Then he felt, on a sudden, physically ill.

The hideous demon of the picture had, then, entered into his life, he could not doubt that the skeleton was that of Serpente and that the money in the belt was that of Serpente.

And he had warred with Yves over that money and he had killed Yves. For a moment he saw Evil in all its horror and the tenacious clutch which Evil has upon life. To look at this hideous monkey-man was bad enough, but to feel that you were his inheritor, and that, quarrelling over this inheritance, you had killed your friend, was beyond words shocking.

It is so seldom that God gives us an objective view of evil, that the sight when it comes is prodigious and soul-shaking.

Gaspard looked at the picture of the man whose money had soiled his hands. This man, dead long years ago, Anisette, living, but thousands of miles away, these two were of the same brand, belonged to the company of evil, they could touch nothing without tainting it and betraying it to evil, just as they had tainted Gaspard and betrayed him into the hands of Sagesse.

Controlling his emotion, he turned again to the table from which Sagesse was now rising to go.

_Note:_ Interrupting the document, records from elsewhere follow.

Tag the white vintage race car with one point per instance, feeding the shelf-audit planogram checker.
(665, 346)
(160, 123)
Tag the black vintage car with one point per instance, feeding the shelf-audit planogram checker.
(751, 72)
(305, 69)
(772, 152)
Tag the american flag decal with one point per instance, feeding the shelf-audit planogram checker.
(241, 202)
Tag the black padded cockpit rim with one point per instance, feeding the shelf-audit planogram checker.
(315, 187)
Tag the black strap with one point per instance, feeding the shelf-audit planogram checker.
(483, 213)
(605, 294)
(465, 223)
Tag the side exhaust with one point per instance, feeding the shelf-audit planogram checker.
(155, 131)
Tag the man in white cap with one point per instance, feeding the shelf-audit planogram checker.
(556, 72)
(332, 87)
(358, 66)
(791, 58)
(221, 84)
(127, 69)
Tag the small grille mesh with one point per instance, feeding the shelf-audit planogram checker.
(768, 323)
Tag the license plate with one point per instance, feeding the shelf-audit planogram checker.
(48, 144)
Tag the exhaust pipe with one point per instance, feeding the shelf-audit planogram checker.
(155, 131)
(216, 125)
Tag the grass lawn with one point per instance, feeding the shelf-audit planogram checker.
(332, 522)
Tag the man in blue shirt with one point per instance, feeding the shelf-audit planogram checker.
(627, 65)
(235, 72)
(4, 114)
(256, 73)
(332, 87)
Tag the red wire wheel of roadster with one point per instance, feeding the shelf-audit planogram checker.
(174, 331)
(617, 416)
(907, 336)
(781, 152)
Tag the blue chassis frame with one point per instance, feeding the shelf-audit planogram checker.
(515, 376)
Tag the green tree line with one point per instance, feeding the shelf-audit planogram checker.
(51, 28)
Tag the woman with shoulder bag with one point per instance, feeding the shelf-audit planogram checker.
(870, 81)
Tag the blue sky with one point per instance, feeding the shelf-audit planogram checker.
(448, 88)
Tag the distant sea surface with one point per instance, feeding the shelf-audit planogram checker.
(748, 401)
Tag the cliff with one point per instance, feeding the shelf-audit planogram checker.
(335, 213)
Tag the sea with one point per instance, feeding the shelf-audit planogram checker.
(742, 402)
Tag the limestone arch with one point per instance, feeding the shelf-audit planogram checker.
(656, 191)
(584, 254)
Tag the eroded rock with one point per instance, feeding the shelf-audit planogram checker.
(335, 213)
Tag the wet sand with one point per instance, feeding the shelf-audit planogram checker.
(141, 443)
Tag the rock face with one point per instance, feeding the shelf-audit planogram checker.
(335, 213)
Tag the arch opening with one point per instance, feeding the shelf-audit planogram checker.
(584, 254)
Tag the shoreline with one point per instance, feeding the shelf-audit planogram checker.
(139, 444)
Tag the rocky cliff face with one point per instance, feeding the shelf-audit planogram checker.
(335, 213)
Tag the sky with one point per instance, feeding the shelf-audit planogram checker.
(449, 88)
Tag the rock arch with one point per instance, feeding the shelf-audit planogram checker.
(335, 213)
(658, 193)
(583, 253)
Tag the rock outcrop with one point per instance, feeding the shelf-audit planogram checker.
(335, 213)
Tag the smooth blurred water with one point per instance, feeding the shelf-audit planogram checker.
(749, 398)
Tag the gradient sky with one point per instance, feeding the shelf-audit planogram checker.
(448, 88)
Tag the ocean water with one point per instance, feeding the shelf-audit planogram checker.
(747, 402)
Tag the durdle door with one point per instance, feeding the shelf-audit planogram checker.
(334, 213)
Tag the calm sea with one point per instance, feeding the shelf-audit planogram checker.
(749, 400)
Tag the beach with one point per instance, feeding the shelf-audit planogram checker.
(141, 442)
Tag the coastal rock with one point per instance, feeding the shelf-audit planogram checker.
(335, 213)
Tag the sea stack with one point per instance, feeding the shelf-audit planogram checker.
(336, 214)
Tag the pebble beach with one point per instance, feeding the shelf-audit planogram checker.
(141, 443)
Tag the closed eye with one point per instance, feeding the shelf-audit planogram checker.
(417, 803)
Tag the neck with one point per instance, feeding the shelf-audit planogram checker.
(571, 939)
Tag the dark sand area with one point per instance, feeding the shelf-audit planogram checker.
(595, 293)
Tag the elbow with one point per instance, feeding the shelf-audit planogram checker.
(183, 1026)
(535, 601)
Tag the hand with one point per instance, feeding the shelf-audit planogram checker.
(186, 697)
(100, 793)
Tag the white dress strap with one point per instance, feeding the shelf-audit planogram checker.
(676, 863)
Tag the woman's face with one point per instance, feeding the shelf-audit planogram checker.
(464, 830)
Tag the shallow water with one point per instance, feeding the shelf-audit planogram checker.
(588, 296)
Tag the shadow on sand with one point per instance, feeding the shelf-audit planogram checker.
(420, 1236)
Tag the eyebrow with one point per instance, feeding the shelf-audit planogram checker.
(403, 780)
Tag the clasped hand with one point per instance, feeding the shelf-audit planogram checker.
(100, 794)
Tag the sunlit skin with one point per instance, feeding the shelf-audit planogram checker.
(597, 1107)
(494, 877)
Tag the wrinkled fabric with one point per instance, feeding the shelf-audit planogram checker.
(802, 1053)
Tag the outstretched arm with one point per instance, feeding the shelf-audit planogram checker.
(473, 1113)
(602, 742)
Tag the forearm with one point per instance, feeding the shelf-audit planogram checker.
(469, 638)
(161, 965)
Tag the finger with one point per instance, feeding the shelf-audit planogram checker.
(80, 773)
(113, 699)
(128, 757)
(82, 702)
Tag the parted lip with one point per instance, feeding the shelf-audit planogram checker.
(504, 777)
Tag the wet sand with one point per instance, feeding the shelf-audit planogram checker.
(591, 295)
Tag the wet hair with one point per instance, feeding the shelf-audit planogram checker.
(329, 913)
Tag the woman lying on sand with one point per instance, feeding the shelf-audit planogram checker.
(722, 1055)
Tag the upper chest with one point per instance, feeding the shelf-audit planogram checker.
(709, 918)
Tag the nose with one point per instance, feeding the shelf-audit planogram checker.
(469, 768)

Monsieur Jaques accompanied them through the storehouse, bade them good-bye, and next moment they were in the brilliant sunshine of the Place Bertine, Sagesse leading the way to the water’s edge.

“I am going on board to see how things are getting on,” said he, “you had better come with me and help. We can have something to eat aboard and you will want to overhaul your cabin—Hi there, bring your boat along here!”

He called to a longshoreman—a negro, black, and fantastic as a golliwog—who was paddling his boat along the shore edge, the man brought the boat up as directed and they stepped in.

The morning had become utterly windless, and the sea like a mirror. Away out towards Dominica, a becalmed, inter-island schooner lay helpless, the snow-white sails casting a mile-long reflection on the water, the three-master which had been getting her anchor up had scarcely filled her sails when the calm fell, striking the life out of her. St. Pierre, coloured houses and motionless palms, stood fronting the blue, and passionately burning sea. It was the scenery of a most vivid dream, such infinities of colour and light and silence cast on the mind the unreality of mirage. The very sounds from the city and the shipping in the bay were dream sounds, voices of visionary sailors, murmurs from lotus-land.